According to an anonymous tipster, Bob Iger and I spent part of the day yesterday at Walt Disney Imagineering, the group that designs all those terrifying Disney resorts and cruise ships and theme parks. (I avoid them due to an allergic condition which causes me to break out in hives when exposed to, well, the kind of people who go to theme parks.) Anyhoo. I'm told that we approved a bunch of major new expansion projects for the parks including Disney's California Adventure (in Anaheim) and Hong Kong Disneyland, both of which have been sucking ass lately.

Frankly I have no recollection of being at Disney yesterday. I thought I was in the Valley working on the WiFi iPhone (aka WiFone) and writing my blog. Guess not.

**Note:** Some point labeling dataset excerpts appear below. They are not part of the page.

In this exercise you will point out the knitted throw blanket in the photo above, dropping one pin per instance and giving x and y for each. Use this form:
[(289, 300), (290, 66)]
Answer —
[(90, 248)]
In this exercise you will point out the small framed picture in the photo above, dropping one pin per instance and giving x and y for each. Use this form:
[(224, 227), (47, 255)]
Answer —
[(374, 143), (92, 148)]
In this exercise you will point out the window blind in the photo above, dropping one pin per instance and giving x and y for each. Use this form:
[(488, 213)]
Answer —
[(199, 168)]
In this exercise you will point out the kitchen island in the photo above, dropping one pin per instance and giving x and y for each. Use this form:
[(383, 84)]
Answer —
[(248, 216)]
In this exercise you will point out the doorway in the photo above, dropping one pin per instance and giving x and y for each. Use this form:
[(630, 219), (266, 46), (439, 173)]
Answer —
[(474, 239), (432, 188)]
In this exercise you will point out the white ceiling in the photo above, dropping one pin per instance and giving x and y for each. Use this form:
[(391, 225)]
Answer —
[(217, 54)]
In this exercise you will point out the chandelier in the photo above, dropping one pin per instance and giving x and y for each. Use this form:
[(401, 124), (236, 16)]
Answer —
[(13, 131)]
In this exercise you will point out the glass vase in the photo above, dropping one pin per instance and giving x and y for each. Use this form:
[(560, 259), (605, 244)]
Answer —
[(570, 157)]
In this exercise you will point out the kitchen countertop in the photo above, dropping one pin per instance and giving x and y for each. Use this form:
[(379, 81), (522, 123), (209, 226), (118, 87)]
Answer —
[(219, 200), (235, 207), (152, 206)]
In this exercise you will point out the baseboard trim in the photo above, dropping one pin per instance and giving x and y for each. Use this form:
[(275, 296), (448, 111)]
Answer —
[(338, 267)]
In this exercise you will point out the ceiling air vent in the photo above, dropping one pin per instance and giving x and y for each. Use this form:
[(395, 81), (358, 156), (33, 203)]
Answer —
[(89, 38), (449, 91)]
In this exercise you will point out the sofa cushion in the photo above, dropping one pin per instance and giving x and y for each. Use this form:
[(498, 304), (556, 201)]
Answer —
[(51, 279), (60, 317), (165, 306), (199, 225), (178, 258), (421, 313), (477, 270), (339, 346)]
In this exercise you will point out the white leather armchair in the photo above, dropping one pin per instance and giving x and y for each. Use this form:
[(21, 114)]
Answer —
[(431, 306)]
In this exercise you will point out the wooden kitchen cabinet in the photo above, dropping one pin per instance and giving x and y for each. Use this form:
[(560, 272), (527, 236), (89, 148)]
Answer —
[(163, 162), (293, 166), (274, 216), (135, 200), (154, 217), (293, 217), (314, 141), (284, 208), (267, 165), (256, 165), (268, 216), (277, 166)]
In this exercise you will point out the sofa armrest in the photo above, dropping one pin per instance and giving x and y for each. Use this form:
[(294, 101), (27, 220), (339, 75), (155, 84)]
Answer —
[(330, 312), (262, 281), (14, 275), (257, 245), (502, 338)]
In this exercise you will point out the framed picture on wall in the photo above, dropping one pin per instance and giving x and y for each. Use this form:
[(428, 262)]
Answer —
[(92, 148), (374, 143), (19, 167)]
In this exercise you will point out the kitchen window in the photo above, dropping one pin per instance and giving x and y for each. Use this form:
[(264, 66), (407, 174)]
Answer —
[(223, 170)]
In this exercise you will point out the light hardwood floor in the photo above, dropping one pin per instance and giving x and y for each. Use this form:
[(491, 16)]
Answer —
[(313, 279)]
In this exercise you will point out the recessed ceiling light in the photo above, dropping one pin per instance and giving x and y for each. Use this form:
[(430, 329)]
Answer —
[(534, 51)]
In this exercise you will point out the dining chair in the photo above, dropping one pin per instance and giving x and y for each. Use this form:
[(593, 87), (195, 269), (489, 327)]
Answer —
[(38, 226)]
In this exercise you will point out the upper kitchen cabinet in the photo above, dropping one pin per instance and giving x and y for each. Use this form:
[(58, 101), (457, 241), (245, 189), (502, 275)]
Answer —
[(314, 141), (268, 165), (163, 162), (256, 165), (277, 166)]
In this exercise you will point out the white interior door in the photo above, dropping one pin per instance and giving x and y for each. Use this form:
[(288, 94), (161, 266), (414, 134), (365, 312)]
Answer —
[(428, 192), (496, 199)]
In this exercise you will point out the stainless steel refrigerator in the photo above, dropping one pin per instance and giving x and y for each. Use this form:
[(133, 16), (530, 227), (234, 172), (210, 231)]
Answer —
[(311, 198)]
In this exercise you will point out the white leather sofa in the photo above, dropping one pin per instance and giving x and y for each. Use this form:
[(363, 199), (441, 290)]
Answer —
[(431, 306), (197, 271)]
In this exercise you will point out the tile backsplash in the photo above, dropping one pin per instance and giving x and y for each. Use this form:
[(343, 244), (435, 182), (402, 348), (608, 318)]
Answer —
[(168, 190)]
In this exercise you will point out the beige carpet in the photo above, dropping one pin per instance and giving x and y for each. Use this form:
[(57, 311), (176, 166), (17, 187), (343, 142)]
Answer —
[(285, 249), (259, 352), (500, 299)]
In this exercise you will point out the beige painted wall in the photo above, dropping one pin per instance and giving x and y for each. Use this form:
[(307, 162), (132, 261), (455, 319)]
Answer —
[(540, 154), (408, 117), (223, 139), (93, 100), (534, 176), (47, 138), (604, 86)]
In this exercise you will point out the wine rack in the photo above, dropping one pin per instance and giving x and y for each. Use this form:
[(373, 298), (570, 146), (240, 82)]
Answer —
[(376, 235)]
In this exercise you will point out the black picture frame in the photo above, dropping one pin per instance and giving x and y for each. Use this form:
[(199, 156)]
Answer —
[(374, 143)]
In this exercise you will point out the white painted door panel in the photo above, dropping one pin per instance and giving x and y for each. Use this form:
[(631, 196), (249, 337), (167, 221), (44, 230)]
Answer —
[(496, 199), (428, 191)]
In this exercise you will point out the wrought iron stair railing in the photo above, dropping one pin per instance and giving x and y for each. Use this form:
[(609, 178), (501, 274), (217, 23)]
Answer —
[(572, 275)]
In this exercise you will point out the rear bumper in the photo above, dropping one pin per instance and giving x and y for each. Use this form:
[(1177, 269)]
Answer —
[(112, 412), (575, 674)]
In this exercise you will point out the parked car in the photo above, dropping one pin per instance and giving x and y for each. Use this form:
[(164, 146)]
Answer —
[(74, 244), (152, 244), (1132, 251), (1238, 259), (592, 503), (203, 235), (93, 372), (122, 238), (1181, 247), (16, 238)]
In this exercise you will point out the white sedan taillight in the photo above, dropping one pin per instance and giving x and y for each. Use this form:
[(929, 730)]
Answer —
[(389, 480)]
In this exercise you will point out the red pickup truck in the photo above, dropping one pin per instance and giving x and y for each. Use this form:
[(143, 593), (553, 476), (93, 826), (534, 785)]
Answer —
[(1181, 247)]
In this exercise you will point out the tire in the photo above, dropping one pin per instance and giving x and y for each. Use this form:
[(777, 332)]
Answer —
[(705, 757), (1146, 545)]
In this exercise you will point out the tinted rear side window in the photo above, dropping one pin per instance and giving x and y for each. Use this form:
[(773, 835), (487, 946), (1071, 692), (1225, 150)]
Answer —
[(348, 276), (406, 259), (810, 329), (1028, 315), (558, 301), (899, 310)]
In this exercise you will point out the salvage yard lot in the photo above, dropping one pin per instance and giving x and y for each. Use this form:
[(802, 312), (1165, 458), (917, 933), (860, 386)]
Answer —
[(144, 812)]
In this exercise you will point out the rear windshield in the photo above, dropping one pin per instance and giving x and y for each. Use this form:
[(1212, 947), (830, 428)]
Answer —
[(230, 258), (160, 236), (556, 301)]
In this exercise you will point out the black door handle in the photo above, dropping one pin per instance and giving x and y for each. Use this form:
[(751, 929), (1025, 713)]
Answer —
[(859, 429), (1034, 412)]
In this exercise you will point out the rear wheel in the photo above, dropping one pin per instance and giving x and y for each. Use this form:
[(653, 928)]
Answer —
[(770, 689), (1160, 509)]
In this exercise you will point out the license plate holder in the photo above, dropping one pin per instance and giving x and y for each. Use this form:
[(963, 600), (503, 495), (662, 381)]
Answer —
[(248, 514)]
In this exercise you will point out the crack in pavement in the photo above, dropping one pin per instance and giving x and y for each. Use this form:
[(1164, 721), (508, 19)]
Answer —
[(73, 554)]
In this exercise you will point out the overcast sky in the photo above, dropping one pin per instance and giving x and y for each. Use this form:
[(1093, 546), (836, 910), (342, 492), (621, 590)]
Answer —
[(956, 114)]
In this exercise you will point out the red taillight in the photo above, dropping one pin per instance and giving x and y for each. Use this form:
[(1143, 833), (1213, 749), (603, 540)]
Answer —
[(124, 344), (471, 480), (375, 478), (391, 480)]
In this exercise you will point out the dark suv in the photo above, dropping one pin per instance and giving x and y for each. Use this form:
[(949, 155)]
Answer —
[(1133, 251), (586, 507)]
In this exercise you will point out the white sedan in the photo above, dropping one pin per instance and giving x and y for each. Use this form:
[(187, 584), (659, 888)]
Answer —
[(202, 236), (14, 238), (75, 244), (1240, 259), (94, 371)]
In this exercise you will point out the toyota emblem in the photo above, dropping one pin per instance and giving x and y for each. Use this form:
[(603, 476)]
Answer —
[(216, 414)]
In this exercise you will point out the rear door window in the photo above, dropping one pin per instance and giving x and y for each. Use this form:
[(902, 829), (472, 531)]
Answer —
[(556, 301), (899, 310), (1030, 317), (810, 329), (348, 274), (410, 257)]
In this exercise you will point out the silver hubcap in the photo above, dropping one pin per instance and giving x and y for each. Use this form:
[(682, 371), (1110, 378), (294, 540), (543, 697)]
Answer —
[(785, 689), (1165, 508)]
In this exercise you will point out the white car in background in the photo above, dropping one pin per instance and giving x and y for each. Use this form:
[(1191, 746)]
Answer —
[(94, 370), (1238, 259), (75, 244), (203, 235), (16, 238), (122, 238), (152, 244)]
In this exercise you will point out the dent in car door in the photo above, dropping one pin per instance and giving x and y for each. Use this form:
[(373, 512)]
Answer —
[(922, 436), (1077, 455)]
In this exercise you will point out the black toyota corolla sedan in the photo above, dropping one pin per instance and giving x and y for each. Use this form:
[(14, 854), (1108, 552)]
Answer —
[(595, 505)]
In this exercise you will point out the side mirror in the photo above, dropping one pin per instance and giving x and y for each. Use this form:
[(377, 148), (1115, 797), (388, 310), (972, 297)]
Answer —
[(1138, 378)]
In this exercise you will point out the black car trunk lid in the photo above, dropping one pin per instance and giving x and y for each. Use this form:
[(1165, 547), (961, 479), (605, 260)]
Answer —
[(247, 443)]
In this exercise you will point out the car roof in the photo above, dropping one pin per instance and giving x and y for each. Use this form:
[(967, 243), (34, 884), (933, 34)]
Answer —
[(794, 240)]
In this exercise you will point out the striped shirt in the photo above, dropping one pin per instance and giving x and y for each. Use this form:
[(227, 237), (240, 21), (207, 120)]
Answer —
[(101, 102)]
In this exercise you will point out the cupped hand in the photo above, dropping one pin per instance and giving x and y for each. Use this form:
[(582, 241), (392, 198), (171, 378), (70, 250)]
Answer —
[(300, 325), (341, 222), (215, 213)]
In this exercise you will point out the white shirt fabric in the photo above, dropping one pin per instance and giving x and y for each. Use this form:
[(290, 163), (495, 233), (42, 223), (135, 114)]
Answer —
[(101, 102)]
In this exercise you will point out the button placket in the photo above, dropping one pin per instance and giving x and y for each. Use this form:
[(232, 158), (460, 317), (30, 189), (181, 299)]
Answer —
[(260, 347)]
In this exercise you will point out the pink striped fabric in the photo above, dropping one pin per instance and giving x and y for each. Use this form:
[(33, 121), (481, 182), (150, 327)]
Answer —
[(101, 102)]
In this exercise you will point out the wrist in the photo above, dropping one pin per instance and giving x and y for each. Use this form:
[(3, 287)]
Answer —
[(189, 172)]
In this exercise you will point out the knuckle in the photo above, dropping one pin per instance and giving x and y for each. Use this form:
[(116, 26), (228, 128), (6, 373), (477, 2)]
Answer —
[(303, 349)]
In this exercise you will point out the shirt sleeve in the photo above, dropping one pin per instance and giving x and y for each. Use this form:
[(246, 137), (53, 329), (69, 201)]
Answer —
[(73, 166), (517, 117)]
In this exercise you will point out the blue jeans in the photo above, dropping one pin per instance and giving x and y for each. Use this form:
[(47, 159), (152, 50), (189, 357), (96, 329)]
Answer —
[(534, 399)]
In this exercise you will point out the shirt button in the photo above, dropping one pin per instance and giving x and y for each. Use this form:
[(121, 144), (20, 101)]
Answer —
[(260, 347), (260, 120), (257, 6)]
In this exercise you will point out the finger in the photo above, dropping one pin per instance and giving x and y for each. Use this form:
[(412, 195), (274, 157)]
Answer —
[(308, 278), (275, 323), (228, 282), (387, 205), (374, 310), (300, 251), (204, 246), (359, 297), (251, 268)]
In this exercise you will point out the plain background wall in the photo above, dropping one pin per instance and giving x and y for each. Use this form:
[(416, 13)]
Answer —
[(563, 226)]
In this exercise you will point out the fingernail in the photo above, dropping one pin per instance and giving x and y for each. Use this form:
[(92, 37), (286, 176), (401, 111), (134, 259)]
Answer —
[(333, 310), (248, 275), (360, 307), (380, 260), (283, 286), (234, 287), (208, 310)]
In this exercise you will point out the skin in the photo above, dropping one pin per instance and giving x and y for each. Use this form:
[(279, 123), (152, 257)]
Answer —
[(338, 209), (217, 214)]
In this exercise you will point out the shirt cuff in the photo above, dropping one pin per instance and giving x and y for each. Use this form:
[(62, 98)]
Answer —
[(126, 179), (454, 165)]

Marketing Apple takes a shot at us too

See here. Guy who does a blog about Apple says we're shooting ourselves in the foot with the way we're handling iPhone and killing the third-party apps guys. Katie gave me a copy of this along with a zillion others saying more or less the same thing. Money quote from Marketing Apple: "This is classic Steve Jobs trying to control his invention. What's funny is that this isn't the Apple way - they thrive on getting other people to help them sell their stuff. But as I said in earlier posts, we're witnessing a transformation of Apple from a people-centric computer company to a product-centric consumer electronics company. I, for one, think Apple needs to wake up and see that its early adopters are working hard to make their products more marketable."

Everyone around here is rushing around freaking out saying we're heading into a disaster. Steve Dowling says we're like the guys in The Perfect Storm, heading out into the ocean in our tiny fishing boat, with no idea what's heading toward us.

I, however, remain safely ensconced in my Jobsian Zen bubble, still confident that we are one hundred percent not guilty, er, one hundred percent correct, and that iPhone has already become the world's top-selling mobile phone and that nothing can stop us now from completely taking over the world. Now I must return to the Tassajara room for another sixty-minute session of chanting, "I am right. I am right. I am right."

Meanwhile, will everyone please stop worrying? And will someone please cue up the Lothar and the Hand People album and bring me a friggin chai latte at exactly one hundred and sixty-five degrees? Do I have to do everything myself around here? Jesus.